Title: primes that differ by 1
Post by gkwal on Jul 16^th, 2007, 9:37pm

Classify all pairs of powers of primes which differ by 1

Title: Re: primes that differ by 1
Post by towr on Jul 17^th, 2007, 1:47am

[hide]I think I read quite recently that it's only 2³,3². That, however, isn't much of a proof. [/hide]

Title: Re: primes that differ by 1
Post by Grimbal on Jul 17^th, 2007, 6:07am

2¹ and 3¹ looks ok to me.
and p⁰ and 2¹,
3¹ and 2²,
2² and 5¹.

Title: Re: primes that differ by 1
Post by towr on Jul 17^th, 2007, 6:15am

If you want to include first and zeroth powers, sure.
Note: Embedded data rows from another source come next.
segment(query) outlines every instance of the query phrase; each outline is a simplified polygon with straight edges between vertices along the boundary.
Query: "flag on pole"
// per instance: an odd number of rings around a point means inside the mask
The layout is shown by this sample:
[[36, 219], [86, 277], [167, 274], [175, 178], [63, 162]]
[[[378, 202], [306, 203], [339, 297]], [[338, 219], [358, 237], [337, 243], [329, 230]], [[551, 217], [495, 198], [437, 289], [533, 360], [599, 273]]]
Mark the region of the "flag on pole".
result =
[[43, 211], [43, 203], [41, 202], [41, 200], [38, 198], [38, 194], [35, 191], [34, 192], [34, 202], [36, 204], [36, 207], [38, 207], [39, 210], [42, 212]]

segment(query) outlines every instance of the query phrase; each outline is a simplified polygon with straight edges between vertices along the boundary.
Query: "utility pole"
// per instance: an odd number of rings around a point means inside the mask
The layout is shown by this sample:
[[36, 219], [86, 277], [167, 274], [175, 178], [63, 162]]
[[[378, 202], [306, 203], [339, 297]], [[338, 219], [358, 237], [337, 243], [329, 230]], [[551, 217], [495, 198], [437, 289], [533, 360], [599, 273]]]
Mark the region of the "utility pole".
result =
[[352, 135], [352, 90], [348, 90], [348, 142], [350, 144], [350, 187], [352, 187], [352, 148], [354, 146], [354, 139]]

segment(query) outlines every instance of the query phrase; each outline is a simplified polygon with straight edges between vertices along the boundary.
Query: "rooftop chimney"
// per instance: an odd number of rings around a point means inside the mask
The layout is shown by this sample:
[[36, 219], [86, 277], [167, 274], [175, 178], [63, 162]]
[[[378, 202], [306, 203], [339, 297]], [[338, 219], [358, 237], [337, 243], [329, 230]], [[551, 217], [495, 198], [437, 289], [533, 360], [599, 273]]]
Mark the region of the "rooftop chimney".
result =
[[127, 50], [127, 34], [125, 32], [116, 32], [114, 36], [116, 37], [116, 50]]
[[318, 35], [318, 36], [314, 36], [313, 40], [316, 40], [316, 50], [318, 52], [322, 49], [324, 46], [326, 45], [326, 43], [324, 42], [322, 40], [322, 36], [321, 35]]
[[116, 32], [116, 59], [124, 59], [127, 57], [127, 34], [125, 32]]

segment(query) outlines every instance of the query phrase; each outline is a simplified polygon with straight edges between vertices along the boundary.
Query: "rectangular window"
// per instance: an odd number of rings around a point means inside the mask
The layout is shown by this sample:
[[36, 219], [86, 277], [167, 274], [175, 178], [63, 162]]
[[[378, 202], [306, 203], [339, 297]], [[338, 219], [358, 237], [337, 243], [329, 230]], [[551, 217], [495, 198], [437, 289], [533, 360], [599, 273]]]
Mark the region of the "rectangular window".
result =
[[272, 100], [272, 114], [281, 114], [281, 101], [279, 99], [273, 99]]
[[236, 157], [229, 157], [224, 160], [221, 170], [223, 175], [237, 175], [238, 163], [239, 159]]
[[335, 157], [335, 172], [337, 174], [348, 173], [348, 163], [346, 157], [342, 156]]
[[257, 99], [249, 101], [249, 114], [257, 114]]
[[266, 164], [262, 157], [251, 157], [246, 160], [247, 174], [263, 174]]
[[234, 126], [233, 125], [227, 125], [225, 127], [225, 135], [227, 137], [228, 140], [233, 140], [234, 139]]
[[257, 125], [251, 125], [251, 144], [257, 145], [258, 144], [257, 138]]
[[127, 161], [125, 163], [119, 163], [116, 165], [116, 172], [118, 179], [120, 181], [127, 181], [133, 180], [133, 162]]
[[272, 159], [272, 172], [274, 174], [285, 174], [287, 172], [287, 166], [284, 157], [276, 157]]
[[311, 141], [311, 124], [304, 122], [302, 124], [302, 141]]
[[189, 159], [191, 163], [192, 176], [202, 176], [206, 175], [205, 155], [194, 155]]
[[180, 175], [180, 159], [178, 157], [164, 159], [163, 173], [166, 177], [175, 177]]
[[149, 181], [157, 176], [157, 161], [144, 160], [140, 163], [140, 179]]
I wouldn't call them real powers though..
And why then not go a step further and take any p^{log_p (n)}, q^{log_q (n+1)}, for p and q prime and any positive number n.

Title: Re: primes that differ by 1
Post by pex on Jul 17^th, 2007, 6:19am

on 07/17/07 at 06:07:09, Grimbal wrote:

2¹ and 3¹ looks ok to me.
and p⁰ and 2¹,
3¹ and 2²,
2² and 5¹.

Mersenne primes, anyone?

Title: Re: primes that differ by 1
Post by Grimbal on Jul 17^th, 2007, 6:20am

AAaah, but no, there you are going to far! ::)

But it is true that if you accept power 1, you'll have to characterize all primes p = 2ⁿ-1.

PS: as pex suggests...

Title: Re: primes that differ by 1
Post by pex on Jul 17^th, 2007, 6:44am

For higher powers, this (http://mathworld.wolfram.com/CatalansConjecture.html) is relevant.

Unrelatedly: I love the title of this thread... ;D

Title: Re: primes that differ by 1
Post by Eigenray on Aug 1^st, 2007, 6:51pm

We can give an elementary proof: Suppose p^x - q^y = 1, and that x,y > 1. Clearly either p=2 or q=2.

(I) 2^x = q^y + 1.
[hideb]Looking mod 4, we see that y must be odd. But then

2^x = (q+1)(q^y-1 - q^y-2 + ... - q + 1).

Now, q and y are odd, so the second factor is odd. But it's greater than 1, since y>1. This is a contradiciton, since 2^x has no odd factor.[/hideb]

(II) 2^y = p^x - 1.
[hideb]2^y = (p-1)(p^x-1 + ... + p + 1),

and the second factor must be even, since it's greater than 1. But it's congruent to x mod 2, so x is even, say x=2z, and then

2^y = p^2z - 1 = (p^z - 1)(p^z + 1).

These two factors must both be powers of 2, and they differ by 2, so they must be 2 and 4, respectively, giving the only solution 2³ = 3² - 1.[/hideb]

It turns out we only used the fact that one of p,q was 2, not that the other was prime.

Here was my original thought process, trying to generalize the case of Mersenne and Fermat primes:

(I) q^y = 2^x - 1.

Then x can't be a power of q, because mod q, 2 = 2^q = 2^{q^2} = ..., which isn't 1 mod q. So if x is not prime, then we can write d = ab, where a,b > 1, and q doesn't divide b. But now

q^y = 2^ab - 1 = (2^a-1)(2^a(b-1)+...+2^a+1),

and both factors are > 1, hence divisible by q. So 2^a=1 mod q, but then the second factor = b mod q, which is not divisible by q, a contradiction. So x must be prime, and so we have q^y = 2^p - 1 for some prime p. [Mersenne prime power]

(II) p^x = 2^y+1.

If y is not a power of 2, then we can write y = ab, where a>1 is odd. But then

p^x = (2^b+1)(2^b(a-1)-2^b(a-2) + ... - 2^b + 1),

and again both factors are > 1 hence divisible by p. But 2^b=-1 mod p implies the second factor is 1-1+...-1+1 = 1 mod p, a contradiction. So we have p^x = 2^{2^k} + 1 for some k. [Fermat prime power]